Ann Koffsky ’93S has many doctors, lawyers, and accountants in her synagogue and in her Jewish community. However, she maintains a unique dual occupation: lifeguard/illustrator, with the main emphasis on illustration.
While at Stern, Koffsky minored in art, a subject she has been interested in since she was a young child. Still, it was a slightly atypical field for an Orthodox Jewish person, and she debated between law, communications, and teaching, leaving art for a hobby. After she fulfilled her minor, however, she realized that art was what she really wanted to pursue as a career, and so she switched art to her major.

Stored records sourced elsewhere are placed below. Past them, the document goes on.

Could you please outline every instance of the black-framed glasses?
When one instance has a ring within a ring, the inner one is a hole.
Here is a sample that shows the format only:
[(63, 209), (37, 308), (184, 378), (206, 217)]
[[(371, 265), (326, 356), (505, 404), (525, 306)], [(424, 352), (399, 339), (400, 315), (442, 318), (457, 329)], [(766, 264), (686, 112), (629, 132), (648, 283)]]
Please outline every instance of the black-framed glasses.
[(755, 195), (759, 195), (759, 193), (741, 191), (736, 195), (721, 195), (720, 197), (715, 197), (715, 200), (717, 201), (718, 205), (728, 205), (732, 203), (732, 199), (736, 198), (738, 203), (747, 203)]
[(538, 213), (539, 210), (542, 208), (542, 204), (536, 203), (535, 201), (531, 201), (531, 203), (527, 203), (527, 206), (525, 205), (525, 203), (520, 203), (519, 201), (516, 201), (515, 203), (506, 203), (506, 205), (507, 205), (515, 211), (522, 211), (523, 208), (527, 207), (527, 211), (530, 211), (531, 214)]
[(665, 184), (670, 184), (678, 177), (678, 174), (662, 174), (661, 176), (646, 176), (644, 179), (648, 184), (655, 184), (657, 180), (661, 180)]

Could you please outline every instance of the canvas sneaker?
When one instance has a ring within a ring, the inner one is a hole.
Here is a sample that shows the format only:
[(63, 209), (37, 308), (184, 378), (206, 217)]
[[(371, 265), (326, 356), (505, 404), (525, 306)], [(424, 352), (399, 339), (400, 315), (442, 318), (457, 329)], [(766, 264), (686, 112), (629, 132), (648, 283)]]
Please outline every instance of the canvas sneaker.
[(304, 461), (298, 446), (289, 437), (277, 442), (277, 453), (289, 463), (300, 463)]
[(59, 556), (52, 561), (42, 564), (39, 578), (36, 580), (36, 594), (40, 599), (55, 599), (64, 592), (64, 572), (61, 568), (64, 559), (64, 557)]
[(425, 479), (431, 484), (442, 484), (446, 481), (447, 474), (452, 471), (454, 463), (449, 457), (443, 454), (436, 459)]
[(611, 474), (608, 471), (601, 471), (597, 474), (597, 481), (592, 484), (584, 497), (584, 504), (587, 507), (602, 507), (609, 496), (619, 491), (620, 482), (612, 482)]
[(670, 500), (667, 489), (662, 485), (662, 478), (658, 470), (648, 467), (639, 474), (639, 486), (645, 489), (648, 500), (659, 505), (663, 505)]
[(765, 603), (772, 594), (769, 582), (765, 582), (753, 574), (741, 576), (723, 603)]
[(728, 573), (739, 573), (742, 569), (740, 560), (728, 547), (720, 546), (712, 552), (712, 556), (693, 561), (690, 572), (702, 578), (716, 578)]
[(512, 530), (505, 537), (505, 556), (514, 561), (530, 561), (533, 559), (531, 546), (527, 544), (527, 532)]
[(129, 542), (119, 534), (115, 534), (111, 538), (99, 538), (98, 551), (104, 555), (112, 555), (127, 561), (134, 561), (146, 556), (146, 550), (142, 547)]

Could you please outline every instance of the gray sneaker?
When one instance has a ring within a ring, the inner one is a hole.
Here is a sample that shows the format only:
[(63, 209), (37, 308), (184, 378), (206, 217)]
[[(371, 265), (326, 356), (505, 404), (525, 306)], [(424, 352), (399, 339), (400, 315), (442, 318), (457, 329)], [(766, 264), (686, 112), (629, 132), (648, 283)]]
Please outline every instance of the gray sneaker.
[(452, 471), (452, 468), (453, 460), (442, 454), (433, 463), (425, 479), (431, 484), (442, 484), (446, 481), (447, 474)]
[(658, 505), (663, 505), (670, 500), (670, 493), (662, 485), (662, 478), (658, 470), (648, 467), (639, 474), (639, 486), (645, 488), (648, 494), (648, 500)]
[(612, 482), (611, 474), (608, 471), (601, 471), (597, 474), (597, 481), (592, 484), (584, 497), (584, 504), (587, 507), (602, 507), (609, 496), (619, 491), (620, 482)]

“I loved Stern and had the best possible experience there,” said Koffsky. “The art department was full of like-minded students, and we all worked together and gave feedback to each other on our artwork, helping to develop our skills in a collaborative environment. Finding a frum artistic community is very rare once you leave Stern, and I am grateful to have experienced it as a student. I also made some of my lifelong friends there, and I loved being able to switch back and forth between art and Judaic Studies, another field of great interest to me.”
During her senior year at Stern, Koffsky secured a coveted internship at DC Comics, home of Batman, Superman, and Wonder Woman comic books. “I basically got the internship because I was persistent in phoning a specific editor until he finally offered me a job,” recalled Koffsky. “Perseverance really does pay off.”
Though the internship was largely comprised of Xeroxing and making coffee, Koffsky said the energy of the place, combined with the chance to learn from masters of the field by simply watching them work, was beneficial to her. “I learned a lot just by picking things up through osmosis,” she said. She ultimately decided that working in the comics industry wasn’t for her, but appreciated having the chance to determine that while still in school.
“I decided that writing and illustrating children’s books fit my whimsy more, and I think educating kids is one of the noblest goals,” Koffsky explained. “Creating fun and interesting books and illustrations for children is really where my soul is, and where I feel I can make a difference.”
During the summers, Ann works as a lifeguard at her children’s day camp, where she received inspiration for her most recent book, Noah’s Swimathon, published by URJ Press. The book, a story of a young boy learning to swim for the first time, was selected to be the June gift for those signed up to PJ Library, a wonderful resource that sends a Jewish book or CD each month to Jewish families across North America.
Many of Koffsky’s works focus on Jewish themes, and she has authored and illustrated books on Passover, Chanukah, Shabbos, and Israel. In total, Koffsky has worked on over 20 books for children, and designed toys, calendars, over 100 greeting cards, and ketubot (Jewish marriage certificates) for major companies, including Hallmark and Papyrus, and individuals. Her book, My Cousin Tamar Lives in Israel (URJ Press), was given a Notable Book designation by the Association of Jewish Libraries.
She spoke about her work and reviewed student portfolios in an event sponsored by the art department on the Beren Campus in April. She has already been invited back for fall 2011.